Regardless of where users physically connect to the network, they get mappings to their home environment as if they were physically there. However, physical entities such as files have to reside somewhere on disk. This provides some challenges for applications when a more practical source for files (such as a local server) may be close at hand, only to be ignored by the login process.
The effects of this phenomenon have been further amplified with the introduction of Application objects entered into NDS with the Novell Application Launcher (NAL) component of Novell's ZENworks product. Among other things, Application objects contain information concerning the location of files necessary to distribute and launch applications from the network. In networks with remote locations, administrators want to avoid as much as possible the transferring of application files across slow or expensive WAN links.
This AppNote describes a strategy that works in concert with ZENworks and NAL to allow users to log in from any location within the organisation and receive the files they need from the most appropriate server.
For more information on application distribution using ZENworks and NAL, see "Using ZENworks to Distribute and Manage Applications on a Network" in this issue, and "A Practical Guide to Using Novell Application Launcher (NAL) 2.01" in the January 1998 issue of Novell AppNotes.
Since this AppNote was written in Australia, it retains the original British spelling used by the author.
Overview of the Problem
Traditionally, networks that use NAL are set up to deliver application files in one of two ways:
Simply allow users to access applications from their home container regardless of where they are physically located. This has the undesirable effect of applications being distributed or launched via NAL across LAN or WAN boundaries, which is slow and consumes network bandwidth.
Provide users with a selection of duplicate Application objects that represent different execution paths for each physical location. For example, to deliver Microsoft Word at three service sites, three Application objects would be created: MSWord_SiteA, MSWord_SiteB, and MSWord_SiteC. The success of this method relies partly on users selecting the correct object.
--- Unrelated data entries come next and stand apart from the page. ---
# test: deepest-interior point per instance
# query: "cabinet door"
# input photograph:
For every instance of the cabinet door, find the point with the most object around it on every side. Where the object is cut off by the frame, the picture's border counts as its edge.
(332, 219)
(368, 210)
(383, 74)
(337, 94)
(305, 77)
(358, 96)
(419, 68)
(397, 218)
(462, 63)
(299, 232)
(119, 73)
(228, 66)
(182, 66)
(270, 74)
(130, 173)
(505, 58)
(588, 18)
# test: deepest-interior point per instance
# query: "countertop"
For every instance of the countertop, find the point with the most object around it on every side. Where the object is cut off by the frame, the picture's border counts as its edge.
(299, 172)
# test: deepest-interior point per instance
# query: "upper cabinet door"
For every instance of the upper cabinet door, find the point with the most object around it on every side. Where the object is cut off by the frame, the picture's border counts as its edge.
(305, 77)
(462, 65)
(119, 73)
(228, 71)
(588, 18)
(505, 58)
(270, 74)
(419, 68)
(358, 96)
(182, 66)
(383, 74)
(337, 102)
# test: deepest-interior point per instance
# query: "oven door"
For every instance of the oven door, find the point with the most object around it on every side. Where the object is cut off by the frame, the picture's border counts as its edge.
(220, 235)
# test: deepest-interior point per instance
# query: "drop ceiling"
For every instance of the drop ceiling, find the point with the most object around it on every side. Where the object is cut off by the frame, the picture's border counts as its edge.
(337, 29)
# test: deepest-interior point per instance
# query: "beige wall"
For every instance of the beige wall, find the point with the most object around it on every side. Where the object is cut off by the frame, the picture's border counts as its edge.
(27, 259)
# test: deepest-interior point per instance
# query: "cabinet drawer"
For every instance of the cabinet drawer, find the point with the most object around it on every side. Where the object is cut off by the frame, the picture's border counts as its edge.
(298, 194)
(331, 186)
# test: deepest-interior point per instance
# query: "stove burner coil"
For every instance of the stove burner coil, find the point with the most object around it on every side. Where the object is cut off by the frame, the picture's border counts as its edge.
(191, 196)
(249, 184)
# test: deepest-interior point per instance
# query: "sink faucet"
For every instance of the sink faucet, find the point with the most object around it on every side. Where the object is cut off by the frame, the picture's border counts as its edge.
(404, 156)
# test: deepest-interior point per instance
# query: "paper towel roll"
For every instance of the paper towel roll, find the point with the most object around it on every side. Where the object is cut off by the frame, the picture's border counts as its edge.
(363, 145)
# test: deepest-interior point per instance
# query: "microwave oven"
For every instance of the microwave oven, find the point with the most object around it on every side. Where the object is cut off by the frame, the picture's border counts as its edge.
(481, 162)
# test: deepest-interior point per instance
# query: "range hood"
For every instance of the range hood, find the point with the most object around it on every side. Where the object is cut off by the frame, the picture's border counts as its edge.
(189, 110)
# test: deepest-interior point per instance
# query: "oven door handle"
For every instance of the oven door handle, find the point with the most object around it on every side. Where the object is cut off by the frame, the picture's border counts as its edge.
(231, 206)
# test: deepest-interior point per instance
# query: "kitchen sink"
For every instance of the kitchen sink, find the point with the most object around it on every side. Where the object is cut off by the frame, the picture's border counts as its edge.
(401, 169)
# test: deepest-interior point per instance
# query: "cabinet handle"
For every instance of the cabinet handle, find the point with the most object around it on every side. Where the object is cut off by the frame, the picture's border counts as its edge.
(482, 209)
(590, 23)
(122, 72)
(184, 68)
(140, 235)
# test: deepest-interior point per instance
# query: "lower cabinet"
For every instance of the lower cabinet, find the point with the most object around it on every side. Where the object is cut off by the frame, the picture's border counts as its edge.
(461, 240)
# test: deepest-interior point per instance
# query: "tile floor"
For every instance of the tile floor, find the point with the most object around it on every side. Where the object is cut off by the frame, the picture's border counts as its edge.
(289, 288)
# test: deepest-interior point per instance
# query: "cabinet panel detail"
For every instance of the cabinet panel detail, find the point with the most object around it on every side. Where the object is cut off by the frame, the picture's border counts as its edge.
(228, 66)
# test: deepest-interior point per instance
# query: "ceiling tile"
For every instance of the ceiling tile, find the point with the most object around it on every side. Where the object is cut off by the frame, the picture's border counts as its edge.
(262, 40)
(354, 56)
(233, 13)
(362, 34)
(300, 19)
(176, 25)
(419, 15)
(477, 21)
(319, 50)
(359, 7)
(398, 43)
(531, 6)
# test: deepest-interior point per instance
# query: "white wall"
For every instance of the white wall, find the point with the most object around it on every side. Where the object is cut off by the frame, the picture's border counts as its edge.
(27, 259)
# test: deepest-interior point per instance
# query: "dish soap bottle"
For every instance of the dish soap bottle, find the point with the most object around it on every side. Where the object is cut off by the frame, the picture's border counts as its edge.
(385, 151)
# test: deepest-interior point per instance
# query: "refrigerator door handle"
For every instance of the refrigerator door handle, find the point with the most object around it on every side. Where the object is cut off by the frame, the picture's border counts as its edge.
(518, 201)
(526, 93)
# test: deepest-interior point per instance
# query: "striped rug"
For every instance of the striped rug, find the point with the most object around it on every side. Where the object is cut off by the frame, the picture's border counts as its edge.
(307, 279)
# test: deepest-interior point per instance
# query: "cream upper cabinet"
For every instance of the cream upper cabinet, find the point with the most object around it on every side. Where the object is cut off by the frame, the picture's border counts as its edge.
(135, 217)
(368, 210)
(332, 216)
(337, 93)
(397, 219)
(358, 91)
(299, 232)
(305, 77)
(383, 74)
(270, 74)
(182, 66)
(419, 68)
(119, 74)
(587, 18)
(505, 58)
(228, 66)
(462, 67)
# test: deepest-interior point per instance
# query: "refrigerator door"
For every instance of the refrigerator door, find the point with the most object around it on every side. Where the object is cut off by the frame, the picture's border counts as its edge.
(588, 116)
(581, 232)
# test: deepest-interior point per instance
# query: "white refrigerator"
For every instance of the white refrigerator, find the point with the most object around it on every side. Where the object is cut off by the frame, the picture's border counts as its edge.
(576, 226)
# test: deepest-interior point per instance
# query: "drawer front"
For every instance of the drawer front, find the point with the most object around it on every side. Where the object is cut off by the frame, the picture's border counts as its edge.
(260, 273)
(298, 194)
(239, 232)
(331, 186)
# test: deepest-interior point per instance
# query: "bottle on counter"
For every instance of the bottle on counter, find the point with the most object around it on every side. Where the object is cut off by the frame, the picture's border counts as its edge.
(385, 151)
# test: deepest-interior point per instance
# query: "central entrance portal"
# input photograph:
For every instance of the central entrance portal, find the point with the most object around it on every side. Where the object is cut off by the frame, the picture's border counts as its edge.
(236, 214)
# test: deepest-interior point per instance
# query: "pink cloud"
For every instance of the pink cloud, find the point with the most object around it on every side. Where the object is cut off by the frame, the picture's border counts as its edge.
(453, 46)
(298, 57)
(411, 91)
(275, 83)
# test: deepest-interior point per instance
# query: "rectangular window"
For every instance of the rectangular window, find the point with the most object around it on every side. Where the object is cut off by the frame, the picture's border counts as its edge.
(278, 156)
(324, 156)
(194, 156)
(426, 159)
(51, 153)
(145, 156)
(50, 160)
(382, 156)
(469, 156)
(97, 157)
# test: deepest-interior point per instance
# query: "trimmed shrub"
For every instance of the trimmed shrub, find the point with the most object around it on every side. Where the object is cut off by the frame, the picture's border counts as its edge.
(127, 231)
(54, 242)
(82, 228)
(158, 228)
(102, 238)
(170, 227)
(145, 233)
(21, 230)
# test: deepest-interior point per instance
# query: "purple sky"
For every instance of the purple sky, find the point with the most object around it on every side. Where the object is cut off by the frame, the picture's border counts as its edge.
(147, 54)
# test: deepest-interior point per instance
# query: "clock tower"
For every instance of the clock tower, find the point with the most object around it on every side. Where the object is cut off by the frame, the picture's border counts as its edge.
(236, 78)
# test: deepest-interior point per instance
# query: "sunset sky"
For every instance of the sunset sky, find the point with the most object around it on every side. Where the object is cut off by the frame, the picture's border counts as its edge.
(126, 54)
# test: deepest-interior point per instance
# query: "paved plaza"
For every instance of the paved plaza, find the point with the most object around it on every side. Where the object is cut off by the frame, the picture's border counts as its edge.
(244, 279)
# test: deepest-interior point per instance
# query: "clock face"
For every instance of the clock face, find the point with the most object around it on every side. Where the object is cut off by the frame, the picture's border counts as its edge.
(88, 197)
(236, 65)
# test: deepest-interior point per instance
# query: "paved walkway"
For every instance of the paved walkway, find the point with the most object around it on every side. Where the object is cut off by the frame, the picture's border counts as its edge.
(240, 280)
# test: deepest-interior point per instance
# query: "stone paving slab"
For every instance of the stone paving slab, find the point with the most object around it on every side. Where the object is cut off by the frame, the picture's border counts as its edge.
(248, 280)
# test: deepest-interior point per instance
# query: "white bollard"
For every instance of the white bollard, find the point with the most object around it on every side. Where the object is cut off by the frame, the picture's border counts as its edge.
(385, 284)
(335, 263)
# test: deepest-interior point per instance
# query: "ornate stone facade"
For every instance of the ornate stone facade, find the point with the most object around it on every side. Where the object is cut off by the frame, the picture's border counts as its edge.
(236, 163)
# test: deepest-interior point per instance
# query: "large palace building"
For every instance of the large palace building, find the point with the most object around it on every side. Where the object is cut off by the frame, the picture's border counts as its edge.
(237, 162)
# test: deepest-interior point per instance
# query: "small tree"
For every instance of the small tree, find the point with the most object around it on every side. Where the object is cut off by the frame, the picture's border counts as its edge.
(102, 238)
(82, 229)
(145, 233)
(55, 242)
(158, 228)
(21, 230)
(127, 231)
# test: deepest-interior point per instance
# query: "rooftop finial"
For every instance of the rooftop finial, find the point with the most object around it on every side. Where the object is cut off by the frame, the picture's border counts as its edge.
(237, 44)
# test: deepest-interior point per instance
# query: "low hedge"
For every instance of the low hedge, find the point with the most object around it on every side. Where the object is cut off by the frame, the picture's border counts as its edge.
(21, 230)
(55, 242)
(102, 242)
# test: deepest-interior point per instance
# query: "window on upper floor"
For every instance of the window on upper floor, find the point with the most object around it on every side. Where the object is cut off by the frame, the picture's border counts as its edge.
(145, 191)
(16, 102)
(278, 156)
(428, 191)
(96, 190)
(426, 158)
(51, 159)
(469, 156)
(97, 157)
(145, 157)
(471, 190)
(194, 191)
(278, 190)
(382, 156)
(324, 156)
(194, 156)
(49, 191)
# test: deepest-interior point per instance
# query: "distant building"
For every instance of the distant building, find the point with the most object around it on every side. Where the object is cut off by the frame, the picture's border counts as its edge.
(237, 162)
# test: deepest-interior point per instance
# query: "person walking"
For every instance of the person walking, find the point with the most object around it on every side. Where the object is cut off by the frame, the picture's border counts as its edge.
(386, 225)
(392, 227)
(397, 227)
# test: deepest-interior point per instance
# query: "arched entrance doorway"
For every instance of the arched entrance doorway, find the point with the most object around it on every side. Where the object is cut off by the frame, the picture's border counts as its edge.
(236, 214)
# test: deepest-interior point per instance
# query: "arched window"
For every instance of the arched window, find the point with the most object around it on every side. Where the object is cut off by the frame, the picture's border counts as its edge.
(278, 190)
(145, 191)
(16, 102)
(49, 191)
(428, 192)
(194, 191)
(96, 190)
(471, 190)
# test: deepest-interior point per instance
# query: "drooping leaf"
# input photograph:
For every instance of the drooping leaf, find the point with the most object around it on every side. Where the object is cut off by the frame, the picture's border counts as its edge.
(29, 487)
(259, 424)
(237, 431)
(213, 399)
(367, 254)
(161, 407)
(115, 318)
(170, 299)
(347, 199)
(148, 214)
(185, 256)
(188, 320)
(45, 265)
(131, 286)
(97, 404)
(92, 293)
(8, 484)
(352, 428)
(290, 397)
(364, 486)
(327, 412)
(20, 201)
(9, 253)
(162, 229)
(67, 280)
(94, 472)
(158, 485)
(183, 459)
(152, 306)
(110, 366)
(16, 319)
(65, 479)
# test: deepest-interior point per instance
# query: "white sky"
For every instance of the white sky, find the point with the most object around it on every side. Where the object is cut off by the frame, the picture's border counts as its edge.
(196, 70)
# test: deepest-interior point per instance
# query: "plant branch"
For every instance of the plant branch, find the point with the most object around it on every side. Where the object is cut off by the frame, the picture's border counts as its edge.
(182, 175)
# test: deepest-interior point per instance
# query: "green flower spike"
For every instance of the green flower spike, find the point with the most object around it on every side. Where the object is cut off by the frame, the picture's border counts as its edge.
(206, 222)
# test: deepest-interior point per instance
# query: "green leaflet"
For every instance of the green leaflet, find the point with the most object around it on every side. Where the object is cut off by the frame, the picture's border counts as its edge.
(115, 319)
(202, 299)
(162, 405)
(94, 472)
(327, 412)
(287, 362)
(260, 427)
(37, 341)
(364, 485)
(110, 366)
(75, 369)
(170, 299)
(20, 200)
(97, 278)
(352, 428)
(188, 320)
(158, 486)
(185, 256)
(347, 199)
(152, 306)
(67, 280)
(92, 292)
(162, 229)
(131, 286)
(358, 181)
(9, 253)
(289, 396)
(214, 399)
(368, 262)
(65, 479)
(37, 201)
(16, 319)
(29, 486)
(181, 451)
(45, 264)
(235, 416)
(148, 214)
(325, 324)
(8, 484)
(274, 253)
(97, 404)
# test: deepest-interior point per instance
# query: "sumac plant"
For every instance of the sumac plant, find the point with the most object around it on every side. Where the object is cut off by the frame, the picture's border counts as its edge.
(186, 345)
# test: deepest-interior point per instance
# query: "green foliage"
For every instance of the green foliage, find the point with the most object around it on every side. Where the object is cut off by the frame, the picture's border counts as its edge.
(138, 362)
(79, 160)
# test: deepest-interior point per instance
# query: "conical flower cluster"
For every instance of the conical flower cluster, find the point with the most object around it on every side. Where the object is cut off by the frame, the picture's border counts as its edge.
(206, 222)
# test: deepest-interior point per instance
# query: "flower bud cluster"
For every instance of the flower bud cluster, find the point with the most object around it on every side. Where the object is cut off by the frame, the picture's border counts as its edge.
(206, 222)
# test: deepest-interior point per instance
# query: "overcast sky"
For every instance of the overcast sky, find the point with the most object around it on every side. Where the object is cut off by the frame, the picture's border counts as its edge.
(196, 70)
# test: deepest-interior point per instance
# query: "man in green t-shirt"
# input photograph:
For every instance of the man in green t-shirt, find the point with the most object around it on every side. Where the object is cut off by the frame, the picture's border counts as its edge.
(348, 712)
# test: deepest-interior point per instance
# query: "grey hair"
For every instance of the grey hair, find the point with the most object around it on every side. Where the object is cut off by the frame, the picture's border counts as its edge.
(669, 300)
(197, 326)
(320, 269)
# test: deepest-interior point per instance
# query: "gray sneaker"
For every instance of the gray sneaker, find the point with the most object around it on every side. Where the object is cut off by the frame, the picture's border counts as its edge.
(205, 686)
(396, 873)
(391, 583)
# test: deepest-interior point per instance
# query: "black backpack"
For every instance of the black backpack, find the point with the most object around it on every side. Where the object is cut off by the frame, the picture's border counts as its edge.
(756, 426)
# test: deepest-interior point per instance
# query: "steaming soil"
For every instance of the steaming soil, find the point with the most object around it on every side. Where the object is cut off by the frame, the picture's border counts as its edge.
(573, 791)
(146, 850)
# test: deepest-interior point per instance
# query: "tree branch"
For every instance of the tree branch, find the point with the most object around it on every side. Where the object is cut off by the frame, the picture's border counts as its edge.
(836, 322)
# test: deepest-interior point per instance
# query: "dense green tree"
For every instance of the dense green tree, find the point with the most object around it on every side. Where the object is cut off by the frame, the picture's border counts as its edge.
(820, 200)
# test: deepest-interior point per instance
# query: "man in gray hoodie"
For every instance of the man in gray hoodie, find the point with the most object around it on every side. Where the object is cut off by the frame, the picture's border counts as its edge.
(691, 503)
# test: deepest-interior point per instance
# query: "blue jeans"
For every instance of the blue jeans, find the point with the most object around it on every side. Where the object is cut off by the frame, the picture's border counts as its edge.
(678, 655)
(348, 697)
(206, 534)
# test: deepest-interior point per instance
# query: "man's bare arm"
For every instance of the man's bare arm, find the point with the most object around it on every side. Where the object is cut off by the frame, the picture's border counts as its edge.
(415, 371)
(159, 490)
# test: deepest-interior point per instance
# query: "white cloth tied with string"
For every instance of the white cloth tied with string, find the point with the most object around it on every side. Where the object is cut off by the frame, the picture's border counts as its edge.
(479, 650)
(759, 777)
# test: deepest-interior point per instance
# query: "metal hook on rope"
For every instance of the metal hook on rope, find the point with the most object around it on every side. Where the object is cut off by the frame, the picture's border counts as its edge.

It also requires tremendous duplication and administration in maintaining many more Application objects than would otherwise be necessary.
In both cases, NAL-related paths are typically specified using the Universal Naming Convention (UNC), which includes the server name as part of the path. For example:
\\Svr\Volume\Dir
While UNC paths work well in many situations, they are by nature location specific. As a result, they are not appropriate for use in a location independence scenario.
The location independence strategy detailed here involves setting all NAL-related paths to logical drive pointers instead of UNC paths. For example, as long as drive X is mapped to a standard applications directory that exists on a nearby server, you can specify the location of an application's executable file as follows:
X:\apps\msword\winword.exe
What we are doing here is attempting to virtualise the connection to resources by mapping drive pointers to the nearest physical server that contains the target resources. In such a scenario, it doesn't matter how an Application object is associated with a user (for example, by inheritance) or where its source is. The target object may be accessed from a local replica of NDS containing the Application object, or the resolution may require tree walking across WAN boundaries. The focus here is what happens after the object's attributes are read and the application is to be executed. If the execution path includes a logical drive pointer, we have an opportunity to load any files we choose--as long as we map the referenced drive pointer correctly at login time.
The key idea that forms the basis of our location independence strategy is to separate referencing an Application object (reading its attributes such as the target execution path) and the actual accessing of the required files, which can be redirected by means of drive mappings. Although resource access is always controlled by NDS rights and file system rights, it is possible to use an Application object in your home container to launch an application from a server that is close to where you are physically located, thus avoiding the problem of files having to be copied or executed across the WAN.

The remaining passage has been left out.